Risk Factors For Developing CINV

Since the strongest factor for the development of CINV is the emetogenic potential of the therapeutic regimen, prophylaxis for CINV has been established according to the emetogenicity of anticancer agents that have been categorized into four levels [4-6]. Many potential risk factors of CINV occurrence related to patients have been reported including female sex, younger age, experience of morning sickness during pregnancy, a previous experience to CINV, expectation of CINV, poor performance status, and low alcohol consumption [23-29]. The influence of patient demographic background on CINV is not clearly understood, and a demographic background-based antiemetic strategy is not recommended in CINV guidelines [4-6]. Successful assessment of patients according to the risk of CINV occurrence would help to reduce the prevalence and severity of CINV (Figure 1).

Risk factors for chemotherapy induced nausea (CIN) and those for chemotherapy induced vomiting (CIV) may not be the same, and risk factors for acute CINV and those for delayed CINV may also differ, which may partially reflect a difference in the mechanism of occurrence. Before the introduction of NK-1RAs, Osoba et al. performed an intensive assessment of CINV in 832 chemotherapynaïve patients receiving HEC or MEC. In multivariate analysis, the variables remaining in the final model included low social functioning, prechemotherapy nausea, female sex, HEC, and the lack of maintenance antiemetics (5-HT3RAs with or without dexamethasone) after chemotherapy. A history of low alcohol use was also associated with CIV, whereas increased fatigue and lower performance status were associated with CIN [26]. Before the introduction of aprepitant in Japan, Sekine et al. examined risk factors for acute and delayed CINV in 1,549 chemotherapy-naïve patients in phase II or phase III trials of palonosetron and showed that female sex (odds ratio, 95% confidence interval: 2.96, 2.09–4.20), age <55 years (2.56, 1.94–3.37), non-habitual alcohol intake (1.90, 1.43–2.51), and non-smoker (1.40, 1.04–1.90) were associated with treatment failure in the acute phase. In contrast, only female sex (1.88, 1.34–2.64) was associated with treatment failure in the delayed phase [30]. While risk factors for developing CINV have been intensively studied, these factors need re-evaluation according to the development of new treatment options and changes in the social healthcare environment. Indeed, addition of aprepitant to a conventional antiemetic regimen improved the CR rate and eliminated or reduced the risk factors of CINV occurrence, such as younger age, female sex, and low alcohol consumption [28,29].

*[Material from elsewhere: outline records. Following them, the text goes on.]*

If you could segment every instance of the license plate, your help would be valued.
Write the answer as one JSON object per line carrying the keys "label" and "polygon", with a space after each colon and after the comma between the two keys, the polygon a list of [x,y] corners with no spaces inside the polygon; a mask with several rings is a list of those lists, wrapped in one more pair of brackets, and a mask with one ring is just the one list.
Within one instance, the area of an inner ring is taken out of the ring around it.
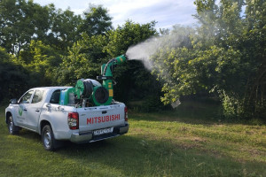
{"label": "license plate", "polygon": [[100,129],[100,130],[95,130],[93,131],[94,135],[100,135],[103,134],[109,134],[109,133],[113,133],[113,127],[108,127],[108,128],[105,128],[105,129]]}

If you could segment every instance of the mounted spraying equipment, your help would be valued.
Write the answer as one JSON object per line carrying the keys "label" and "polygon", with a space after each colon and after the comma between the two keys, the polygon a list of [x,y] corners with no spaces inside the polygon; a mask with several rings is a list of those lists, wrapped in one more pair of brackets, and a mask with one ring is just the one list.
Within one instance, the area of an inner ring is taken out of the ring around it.
{"label": "mounted spraying equipment", "polygon": [[97,80],[102,80],[103,84],[90,79],[78,80],[74,88],[61,91],[59,104],[75,107],[110,105],[113,97],[113,69],[127,60],[127,57],[121,55],[102,65],[101,75]]}

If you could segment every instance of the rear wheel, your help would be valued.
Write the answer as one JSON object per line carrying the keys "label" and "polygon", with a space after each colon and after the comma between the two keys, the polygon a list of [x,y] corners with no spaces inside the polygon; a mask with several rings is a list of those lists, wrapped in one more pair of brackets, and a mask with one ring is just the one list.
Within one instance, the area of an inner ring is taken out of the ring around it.
{"label": "rear wheel", "polygon": [[7,123],[8,131],[11,135],[18,135],[20,131],[20,127],[15,126],[12,116],[8,118]]}
{"label": "rear wheel", "polygon": [[43,127],[42,131],[42,141],[45,150],[55,150],[58,148],[59,141],[54,138],[52,129],[50,125]]}

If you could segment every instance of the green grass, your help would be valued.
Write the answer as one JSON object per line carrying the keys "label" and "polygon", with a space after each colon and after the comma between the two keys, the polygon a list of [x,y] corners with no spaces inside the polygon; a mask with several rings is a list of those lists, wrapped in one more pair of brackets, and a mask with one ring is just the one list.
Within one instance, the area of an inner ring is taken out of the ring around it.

From the patients’ perspective

The cost-effectiveness analyses of NK-1RAs reported to date are all from the perspective of the payer or healthcare system, and outcomes were measured using CINV-related health status (i.e., rates of CP, CR, and IR) [7-9,11-13]. Regarding medical costs of CINV, all of these reports included only direct medical costs of CINV, and did not analyze indirect costs. However, in the real-world setting of patients receiving emetogenic chemotherapy, indirect costs due to loss of productivity are also critical, not only from the viewpoint of individual patient lives, but also from a socioeconomic standpoint. Haiderali et al. analyzed 178 patients who underwent HEC (n=53) or MEC (n=125) in the US real-world setting during 2007 to 2008, which was the period after approval of aprepitant. The total direct and indirect medical costs on average associated with CINV were 732.14 USD and 46.39 USD, respectively. However, for patients who were employed at the time and missed work hours, the average indirect costs were higher (180.02 USD in total: 112.40 USD for missed work and 67.62 USD for reduced productivity) [31].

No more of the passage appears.